The Roeland Park City Council’s consideration of an ordinance change that would allow St. Agnes Catholic Church to continue displaying dozens of crosses in its yard as part of abortion awareness month each year has drawn a rebuke from a former member of the governing body.
Resident Scott Gregory sat on the city council in the mid-2000s when Roeland Park approved its current sign ordinance, which allows property owners to display up to three signs at a time. Because the crosses St. Agnes uses in its display are considered signs under city code, its annual display violates the ordinance. Staff presented an amendment for consideration earlier this month that would wave the three-sign restriction for non-profit religious, educational or community service organizations.

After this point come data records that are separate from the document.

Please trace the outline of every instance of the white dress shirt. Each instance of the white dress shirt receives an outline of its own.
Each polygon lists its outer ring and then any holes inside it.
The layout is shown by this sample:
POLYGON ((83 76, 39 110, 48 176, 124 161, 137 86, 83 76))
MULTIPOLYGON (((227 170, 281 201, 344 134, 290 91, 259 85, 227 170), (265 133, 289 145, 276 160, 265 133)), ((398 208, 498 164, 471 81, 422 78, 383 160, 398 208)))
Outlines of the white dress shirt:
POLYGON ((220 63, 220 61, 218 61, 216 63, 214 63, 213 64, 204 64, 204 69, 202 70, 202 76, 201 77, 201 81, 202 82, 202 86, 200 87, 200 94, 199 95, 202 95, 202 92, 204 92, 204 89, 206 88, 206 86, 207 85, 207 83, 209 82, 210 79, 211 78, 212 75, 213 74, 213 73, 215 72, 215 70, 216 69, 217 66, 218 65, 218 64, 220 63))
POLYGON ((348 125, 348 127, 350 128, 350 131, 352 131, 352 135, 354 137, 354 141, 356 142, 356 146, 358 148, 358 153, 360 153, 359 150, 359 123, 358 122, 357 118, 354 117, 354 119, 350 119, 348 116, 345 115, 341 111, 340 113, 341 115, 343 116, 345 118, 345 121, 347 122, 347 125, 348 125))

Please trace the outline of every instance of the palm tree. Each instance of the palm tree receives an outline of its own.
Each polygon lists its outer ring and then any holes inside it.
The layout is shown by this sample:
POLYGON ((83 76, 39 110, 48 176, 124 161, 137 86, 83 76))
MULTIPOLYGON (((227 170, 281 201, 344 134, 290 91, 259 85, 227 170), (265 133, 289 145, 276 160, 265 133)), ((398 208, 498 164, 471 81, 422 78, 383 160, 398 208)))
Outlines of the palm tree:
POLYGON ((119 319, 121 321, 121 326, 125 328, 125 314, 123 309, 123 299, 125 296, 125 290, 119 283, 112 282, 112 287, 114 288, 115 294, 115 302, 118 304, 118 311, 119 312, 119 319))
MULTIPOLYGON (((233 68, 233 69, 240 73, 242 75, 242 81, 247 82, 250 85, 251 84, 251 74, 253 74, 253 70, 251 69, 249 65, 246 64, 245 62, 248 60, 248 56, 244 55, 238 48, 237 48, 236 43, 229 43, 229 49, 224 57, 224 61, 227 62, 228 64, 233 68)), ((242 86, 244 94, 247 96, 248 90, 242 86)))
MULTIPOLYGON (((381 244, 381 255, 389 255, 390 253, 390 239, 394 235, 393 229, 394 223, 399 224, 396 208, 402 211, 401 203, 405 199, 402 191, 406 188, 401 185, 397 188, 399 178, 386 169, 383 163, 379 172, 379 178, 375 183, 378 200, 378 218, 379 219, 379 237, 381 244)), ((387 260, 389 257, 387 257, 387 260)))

In a message sent to the governing body on Friday, Gregory argues that creating a special exemption from the three-sign limit would open the city up to charges of preferential treatment.
Part of Gregory’s message to the governing body is copied below:
As a member of the Council I voted for the current sign ordinance, which was drafted and passed in reaction to the Prairie Village incident involving a resident on Roe who posted extraordinary signage against the War on Iraq. Prairie Village lost. Roeland Park’s ordinance was carefully crafted to deal with signs generically. It does not mention political signs. Treating all signs alike was meant to avoid potential issues regarding freedom of speech, be they issues of religion, politics or garage sales. If anyone may have three signs, then all are treated equally. Thus no one’s freedom of speech is being impinged. St. Agnes seeks to be treated differently from the rest of us. Granting a special dispensation to a religious organization allowing the posting of political signs that no one else may post is to put the City in the position of endorsing that religious organization to the exclusion of the rest of us. THAT is religious discrimination.
We all know that codes are important for the appearance of our community. Willy-nilly, discriminatory administration of codes is unfair to the residents at large, not to mention the inherent ugliness in appearance and sentiment in unfettered posting of political signs by a select few.